DC Edit | Modi's trip to US set to be a historic benchmark
Since the Cold War ended, India’s relationship with the United States has improved, strengthened, transformed and turned into a strategic partnership, a coming together of the oldest and largest democracies for the world’s good, and theirs; and the impending maiden state visit of Prime Minister Narendra Modi to Washington is all set to be a historic highpoint, a new scaling, the acme, a watermark.

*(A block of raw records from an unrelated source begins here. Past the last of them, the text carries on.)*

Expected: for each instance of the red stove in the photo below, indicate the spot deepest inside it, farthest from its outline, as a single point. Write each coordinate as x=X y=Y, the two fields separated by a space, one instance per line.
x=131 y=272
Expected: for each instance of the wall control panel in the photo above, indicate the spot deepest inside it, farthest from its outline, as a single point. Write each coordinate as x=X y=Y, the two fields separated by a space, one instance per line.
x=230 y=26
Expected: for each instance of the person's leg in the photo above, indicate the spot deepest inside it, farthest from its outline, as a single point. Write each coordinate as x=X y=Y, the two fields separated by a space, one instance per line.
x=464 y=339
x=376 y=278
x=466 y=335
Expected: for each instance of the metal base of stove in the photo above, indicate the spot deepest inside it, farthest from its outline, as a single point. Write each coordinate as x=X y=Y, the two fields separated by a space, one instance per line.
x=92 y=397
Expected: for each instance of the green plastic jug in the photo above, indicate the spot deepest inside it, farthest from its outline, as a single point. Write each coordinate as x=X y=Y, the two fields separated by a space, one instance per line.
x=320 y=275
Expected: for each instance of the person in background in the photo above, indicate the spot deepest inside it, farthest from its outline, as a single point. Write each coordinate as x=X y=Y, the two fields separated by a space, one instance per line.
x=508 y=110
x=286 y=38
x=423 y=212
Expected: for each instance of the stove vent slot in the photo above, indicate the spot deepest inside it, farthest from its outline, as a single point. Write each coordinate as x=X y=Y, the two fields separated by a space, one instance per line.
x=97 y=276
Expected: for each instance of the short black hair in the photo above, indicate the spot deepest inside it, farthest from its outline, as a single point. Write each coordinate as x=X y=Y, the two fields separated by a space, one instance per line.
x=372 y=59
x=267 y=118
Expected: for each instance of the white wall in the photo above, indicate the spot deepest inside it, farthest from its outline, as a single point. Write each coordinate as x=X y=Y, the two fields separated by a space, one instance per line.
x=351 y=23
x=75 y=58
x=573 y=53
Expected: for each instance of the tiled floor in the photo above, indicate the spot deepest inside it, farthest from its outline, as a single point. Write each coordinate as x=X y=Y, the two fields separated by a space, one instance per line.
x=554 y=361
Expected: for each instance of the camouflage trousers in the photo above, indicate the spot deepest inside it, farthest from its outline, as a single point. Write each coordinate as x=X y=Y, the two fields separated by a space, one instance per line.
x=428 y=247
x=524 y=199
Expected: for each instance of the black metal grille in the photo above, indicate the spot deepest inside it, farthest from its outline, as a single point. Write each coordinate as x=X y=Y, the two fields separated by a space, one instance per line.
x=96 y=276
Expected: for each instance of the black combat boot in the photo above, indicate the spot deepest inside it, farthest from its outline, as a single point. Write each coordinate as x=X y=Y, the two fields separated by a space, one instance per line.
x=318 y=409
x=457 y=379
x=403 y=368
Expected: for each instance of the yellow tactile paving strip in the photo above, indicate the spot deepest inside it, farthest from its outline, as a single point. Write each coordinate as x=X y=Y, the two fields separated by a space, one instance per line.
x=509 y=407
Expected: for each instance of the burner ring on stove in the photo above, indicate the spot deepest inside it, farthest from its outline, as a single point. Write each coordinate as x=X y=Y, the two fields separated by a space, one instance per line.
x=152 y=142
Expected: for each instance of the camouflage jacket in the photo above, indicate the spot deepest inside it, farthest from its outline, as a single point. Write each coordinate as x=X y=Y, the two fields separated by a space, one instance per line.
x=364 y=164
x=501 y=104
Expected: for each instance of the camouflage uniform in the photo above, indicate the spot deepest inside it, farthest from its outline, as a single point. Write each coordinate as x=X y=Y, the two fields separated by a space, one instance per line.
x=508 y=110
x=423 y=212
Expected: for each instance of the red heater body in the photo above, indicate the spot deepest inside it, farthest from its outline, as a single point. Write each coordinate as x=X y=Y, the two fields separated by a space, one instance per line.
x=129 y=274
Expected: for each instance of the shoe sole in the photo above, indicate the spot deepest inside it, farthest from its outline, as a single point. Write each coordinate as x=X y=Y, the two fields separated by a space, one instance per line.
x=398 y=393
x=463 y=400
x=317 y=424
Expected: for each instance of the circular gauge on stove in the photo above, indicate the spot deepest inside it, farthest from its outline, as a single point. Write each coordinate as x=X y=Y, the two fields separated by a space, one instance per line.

The highest form of diplomatic visit between two countries comes for Mr Modi — whose request for a working visa for a trip to the US was rejected when he was chief minister of Gujarat — after he finishes nine years in office as Prime Minister. This visit will, among other ceremonies, include a 21-gun salute welcome at the White House, a stay at Blair House, the official guesthouse of the US President located across Pennsylvania Avenue, and a diplomatic exchange of gifts.

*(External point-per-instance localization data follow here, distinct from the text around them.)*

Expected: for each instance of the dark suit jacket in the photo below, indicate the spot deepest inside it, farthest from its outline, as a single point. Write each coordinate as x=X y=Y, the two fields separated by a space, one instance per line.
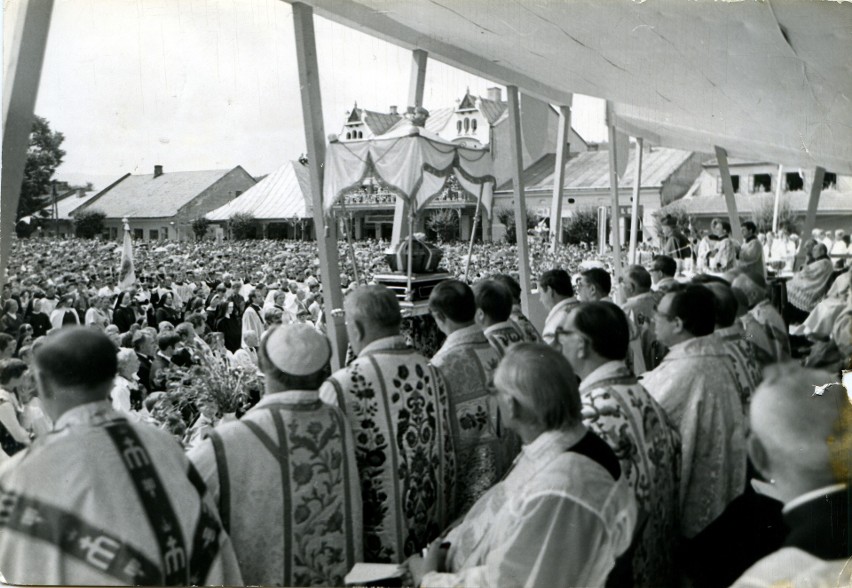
x=144 y=372
x=123 y=317
x=822 y=525
x=158 y=377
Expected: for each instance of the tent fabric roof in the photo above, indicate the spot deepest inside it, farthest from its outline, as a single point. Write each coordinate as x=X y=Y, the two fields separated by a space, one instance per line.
x=285 y=193
x=492 y=109
x=768 y=81
x=379 y=122
x=590 y=170
x=830 y=202
x=144 y=196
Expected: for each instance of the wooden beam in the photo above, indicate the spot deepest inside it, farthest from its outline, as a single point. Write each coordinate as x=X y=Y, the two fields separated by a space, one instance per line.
x=562 y=135
x=306 y=59
x=634 y=209
x=810 y=217
x=20 y=88
x=778 y=186
x=520 y=198
x=728 y=189
x=417 y=81
x=613 y=189
x=416 y=85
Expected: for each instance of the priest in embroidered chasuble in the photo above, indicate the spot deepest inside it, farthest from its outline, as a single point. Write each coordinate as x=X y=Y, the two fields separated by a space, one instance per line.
x=731 y=334
x=697 y=387
x=100 y=500
x=398 y=408
x=493 y=314
x=284 y=476
x=635 y=426
x=523 y=324
x=763 y=324
x=466 y=360
x=562 y=515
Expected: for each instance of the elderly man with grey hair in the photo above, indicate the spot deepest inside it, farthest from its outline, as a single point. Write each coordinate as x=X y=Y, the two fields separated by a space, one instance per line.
x=563 y=514
x=399 y=410
x=808 y=462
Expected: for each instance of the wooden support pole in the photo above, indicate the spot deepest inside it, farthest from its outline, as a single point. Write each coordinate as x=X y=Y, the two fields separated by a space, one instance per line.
x=520 y=198
x=306 y=59
x=472 y=235
x=634 y=209
x=775 y=208
x=417 y=79
x=728 y=189
x=613 y=189
x=416 y=85
x=810 y=217
x=563 y=132
x=20 y=88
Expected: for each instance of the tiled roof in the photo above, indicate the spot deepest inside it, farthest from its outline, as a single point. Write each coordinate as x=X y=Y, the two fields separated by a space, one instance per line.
x=590 y=170
x=144 y=196
x=379 y=122
x=830 y=202
x=285 y=193
x=69 y=203
x=734 y=161
x=492 y=110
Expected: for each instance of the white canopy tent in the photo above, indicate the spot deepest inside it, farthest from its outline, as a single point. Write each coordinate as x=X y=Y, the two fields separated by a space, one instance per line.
x=414 y=164
x=769 y=80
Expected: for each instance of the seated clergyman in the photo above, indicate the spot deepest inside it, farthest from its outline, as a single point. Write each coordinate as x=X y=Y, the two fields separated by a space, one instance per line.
x=808 y=462
x=562 y=515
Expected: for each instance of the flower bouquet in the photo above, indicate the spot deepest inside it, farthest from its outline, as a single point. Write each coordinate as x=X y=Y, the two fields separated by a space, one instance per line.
x=211 y=388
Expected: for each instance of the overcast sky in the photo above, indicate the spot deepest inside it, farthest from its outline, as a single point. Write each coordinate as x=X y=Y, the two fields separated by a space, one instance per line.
x=209 y=84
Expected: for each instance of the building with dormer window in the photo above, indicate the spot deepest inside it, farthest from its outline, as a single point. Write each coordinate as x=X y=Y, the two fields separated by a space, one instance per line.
x=367 y=124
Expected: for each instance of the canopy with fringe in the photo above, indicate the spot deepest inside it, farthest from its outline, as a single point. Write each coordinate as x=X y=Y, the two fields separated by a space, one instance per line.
x=412 y=162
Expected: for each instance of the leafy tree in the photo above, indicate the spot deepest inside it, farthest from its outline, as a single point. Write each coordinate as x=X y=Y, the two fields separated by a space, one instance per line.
x=444 y=223
x=88 y=224
x=43 y=157
x=582 y=227
x=200 y=227
x=243 y=226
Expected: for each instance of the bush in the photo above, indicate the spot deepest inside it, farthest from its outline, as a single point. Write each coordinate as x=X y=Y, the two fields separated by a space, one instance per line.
x=243 y=226
x=88 y=224
x=200 y=227
x=444 y=223
x=582 y=227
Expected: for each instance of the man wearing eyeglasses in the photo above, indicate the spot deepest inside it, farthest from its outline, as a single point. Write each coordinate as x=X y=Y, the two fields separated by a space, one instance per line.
x=557 y=295
x=697 y=387
x=663 y=269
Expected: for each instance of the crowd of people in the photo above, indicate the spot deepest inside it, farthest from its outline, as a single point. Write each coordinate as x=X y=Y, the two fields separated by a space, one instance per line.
x=653 y=432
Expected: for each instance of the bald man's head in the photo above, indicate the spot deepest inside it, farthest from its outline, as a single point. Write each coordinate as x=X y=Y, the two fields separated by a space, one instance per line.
x=801 y=438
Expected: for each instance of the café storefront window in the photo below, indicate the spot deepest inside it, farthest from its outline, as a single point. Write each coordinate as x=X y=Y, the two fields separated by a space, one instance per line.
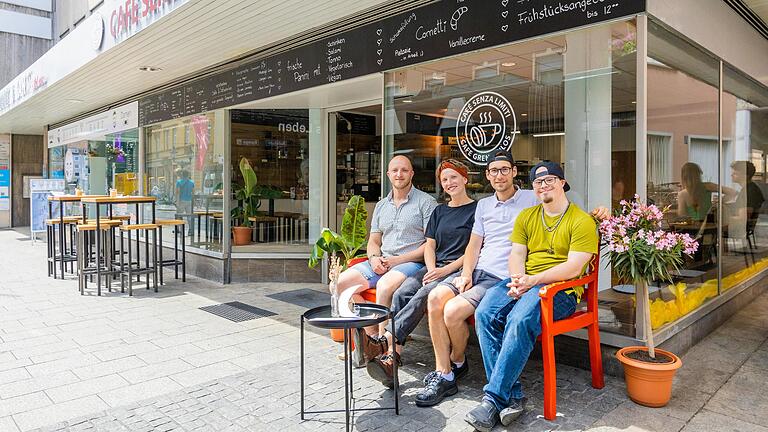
x=568 y=98
x=683 y=166
x=184 y=170
x=745 y=130
x=283 y=148
x=96 y=164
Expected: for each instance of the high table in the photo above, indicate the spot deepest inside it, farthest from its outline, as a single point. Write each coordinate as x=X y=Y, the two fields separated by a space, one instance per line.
x=370 y=314
x=62 y=199
x=109 y=202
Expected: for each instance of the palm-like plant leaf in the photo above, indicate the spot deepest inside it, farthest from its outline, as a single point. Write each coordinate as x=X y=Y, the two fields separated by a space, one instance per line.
x=353 y=228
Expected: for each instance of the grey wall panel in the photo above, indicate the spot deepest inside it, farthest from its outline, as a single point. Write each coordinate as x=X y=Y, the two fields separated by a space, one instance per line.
x=26 y=159
x=715 y=26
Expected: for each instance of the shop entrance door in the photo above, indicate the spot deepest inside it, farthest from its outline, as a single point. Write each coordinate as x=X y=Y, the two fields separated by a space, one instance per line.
x=354 y=138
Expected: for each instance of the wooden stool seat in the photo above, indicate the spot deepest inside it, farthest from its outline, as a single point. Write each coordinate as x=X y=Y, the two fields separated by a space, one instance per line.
x=92 y=227
x=67 y=219
x=170 y=222
x=111 y=222
x=135 y=227
x=262 y=219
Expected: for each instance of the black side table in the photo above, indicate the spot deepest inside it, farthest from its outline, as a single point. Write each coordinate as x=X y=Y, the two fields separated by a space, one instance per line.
x=370 y=314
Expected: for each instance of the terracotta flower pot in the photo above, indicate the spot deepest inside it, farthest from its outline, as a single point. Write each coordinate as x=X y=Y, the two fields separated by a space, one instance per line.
x=241 y=236
x=648 y=384
x=337 y=334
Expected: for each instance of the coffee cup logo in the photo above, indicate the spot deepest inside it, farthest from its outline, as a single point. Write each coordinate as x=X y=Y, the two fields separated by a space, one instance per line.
x=486 y=123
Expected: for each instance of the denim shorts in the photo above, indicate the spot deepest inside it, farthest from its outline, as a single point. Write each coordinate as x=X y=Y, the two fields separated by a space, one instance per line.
x=481 y=282
x=365 y=269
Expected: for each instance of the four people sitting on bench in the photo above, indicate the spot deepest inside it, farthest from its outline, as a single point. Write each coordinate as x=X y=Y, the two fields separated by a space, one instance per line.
x=476 y=264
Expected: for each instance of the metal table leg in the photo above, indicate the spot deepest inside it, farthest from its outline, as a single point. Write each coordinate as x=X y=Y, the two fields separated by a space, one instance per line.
x=301 y=370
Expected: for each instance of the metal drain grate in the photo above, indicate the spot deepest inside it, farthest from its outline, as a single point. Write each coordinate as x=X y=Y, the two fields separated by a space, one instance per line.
x=237 y=312
x=304 y=297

Mr Modi, who will also be a personal guest at the Joe Biden family residence before the state visit commences, will be bearing the message of friendship and an intent to expand the scope of the bilateral relationship between the two nations, besides trying to create common resolve to augment work for larger global good.

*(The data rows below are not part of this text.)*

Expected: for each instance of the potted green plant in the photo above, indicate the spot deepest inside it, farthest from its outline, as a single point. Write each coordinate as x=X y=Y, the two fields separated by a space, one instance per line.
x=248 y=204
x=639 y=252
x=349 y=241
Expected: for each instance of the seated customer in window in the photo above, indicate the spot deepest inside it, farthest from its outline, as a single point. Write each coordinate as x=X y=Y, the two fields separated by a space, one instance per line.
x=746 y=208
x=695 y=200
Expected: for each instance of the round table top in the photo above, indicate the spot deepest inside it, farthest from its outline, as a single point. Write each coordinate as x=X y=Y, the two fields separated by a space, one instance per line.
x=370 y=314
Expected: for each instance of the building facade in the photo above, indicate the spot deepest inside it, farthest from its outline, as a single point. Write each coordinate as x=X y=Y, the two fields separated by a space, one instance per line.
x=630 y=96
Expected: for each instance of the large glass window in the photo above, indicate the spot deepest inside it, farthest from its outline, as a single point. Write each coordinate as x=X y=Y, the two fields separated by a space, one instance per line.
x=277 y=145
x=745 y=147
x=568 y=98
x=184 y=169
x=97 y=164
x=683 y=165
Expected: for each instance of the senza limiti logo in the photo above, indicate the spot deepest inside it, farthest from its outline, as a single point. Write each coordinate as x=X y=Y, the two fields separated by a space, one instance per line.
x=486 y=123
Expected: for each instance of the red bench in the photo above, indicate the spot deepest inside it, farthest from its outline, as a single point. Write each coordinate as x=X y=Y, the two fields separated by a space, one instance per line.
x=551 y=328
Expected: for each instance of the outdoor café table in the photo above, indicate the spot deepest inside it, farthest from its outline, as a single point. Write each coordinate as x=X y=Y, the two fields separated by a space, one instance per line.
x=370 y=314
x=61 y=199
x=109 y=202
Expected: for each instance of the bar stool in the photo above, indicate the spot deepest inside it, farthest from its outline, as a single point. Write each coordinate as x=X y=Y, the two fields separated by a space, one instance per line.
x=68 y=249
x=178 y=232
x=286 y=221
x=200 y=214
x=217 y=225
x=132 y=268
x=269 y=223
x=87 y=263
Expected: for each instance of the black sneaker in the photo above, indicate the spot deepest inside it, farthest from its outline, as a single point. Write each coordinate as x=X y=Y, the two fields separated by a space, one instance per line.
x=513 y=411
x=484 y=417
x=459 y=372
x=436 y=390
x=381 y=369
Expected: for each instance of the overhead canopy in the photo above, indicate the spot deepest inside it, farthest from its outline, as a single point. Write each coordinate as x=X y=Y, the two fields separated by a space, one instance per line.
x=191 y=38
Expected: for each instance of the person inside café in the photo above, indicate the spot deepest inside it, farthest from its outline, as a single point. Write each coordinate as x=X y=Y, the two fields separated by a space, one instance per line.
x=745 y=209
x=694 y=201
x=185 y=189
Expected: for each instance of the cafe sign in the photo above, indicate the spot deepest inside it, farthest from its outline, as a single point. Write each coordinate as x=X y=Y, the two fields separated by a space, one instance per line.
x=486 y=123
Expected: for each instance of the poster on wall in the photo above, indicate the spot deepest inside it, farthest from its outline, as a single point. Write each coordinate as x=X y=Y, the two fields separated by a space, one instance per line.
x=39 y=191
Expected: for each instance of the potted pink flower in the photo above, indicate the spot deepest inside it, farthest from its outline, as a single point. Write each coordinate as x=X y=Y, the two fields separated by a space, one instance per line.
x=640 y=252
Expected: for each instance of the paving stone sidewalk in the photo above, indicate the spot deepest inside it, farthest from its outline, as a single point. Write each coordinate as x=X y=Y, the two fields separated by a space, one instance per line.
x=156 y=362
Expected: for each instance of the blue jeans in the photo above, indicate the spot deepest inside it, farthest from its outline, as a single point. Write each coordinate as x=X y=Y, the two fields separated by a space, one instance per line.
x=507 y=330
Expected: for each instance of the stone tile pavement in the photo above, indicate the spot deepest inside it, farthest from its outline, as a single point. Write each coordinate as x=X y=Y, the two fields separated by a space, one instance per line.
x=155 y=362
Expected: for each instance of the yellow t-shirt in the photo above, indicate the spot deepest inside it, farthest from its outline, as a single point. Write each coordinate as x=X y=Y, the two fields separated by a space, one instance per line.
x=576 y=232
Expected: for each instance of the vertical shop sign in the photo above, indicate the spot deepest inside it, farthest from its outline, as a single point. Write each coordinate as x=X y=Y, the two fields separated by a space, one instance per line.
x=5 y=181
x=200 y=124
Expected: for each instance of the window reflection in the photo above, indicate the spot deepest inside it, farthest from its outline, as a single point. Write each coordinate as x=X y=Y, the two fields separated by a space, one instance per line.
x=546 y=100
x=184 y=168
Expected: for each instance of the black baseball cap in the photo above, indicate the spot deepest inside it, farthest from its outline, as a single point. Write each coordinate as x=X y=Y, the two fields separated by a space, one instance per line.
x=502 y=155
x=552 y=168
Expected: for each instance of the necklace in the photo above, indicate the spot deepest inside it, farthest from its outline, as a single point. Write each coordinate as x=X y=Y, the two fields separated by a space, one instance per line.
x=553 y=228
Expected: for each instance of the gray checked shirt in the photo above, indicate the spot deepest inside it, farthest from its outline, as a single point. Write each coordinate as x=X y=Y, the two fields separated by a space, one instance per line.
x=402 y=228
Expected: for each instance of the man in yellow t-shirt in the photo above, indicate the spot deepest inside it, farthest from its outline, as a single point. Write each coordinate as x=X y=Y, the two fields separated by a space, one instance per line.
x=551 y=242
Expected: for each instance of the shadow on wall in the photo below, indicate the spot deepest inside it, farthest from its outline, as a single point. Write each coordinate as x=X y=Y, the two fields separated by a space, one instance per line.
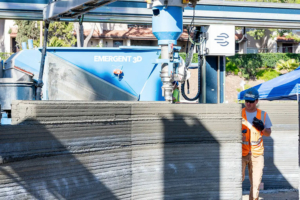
x=191 y=160
x=36 y=165
x=94 y=161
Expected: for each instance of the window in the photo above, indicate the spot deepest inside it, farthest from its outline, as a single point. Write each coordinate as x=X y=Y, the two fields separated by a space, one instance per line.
x=118 y=43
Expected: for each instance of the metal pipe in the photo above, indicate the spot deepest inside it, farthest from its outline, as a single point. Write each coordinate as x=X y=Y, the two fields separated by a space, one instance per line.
x=164 y=74
x=218 y=81
x=40 y=81
x=203 y=81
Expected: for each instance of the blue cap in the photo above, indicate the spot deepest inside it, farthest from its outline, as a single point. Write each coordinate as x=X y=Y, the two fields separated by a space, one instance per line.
x=251 y=94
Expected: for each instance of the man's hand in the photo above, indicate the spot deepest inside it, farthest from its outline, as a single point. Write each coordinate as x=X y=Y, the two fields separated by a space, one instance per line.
x=258 y=124
x=267 y=132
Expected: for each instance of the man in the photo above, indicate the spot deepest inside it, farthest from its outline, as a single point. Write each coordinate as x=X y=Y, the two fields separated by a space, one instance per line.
x=176 y=93
x=255 y=124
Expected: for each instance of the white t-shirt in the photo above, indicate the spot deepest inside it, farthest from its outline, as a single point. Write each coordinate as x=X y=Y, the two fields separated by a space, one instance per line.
x=250 y=117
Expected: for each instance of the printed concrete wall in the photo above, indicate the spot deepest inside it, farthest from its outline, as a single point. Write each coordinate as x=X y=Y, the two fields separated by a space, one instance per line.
x=281 y=149
x=121 y=150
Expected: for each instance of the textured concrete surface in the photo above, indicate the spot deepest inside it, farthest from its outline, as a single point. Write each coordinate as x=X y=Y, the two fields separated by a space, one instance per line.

It has been a long journey of success for both the Prime Minister at a personal level, and India at the national level; once relegated to being a Soviet partner on the wrong side of the Cold War, India and the US today are strategic partners linked along the four other Ps of sustainable development — people, planet, prosperity and peace.
From people-to-people contacts, businesses and investments, shared military exercises, role in multilateral bodies like the Quad or G-20, besides the United Nations, and offering critical support to each other during the Covid-19 pandemic, the Indo-US relationship has been strengthened with the unified focus of all parties and former Prime Ministers, from P.V. Narasimha Rao to Atal Behari Vajpayee and Dr Manmohan Singh. Neither India nor the United States are tied down by the partisan views of the BJP, the Congress, the Democrats or the Republicans.
Besides the American agenda, Mr Modi will also engage with the Indian community and these meetings would acquire festive halo, with a Modi thali launched in a New Jersey restaurant ahead of the visit.
While the honour of a state visit was accorded the last time to Dr Singh, Mr Modi will have a different sense of inspiration for this visit. In his mind will weigh the inspirational visit of Swami Vivekananda to the Parliament of Religions in Chicago well over a century ago, where the philosopher spoke of a connect on a civilisational level. Mr Modi, too, will engage with America not just as a representative of a democracy celebrating 75 years of independence but one hailing from a millennia-old culture and civilisational entity.
There are small concerns and niggles, of course, as in all broad-based and multi-level relationships, but the visit will set the agenda for the future in a big way, where America and India together need to power each other, and pave the way for greater democracy, rule of law, higher regard for the rights of man, and a greener and safer Planet Earth.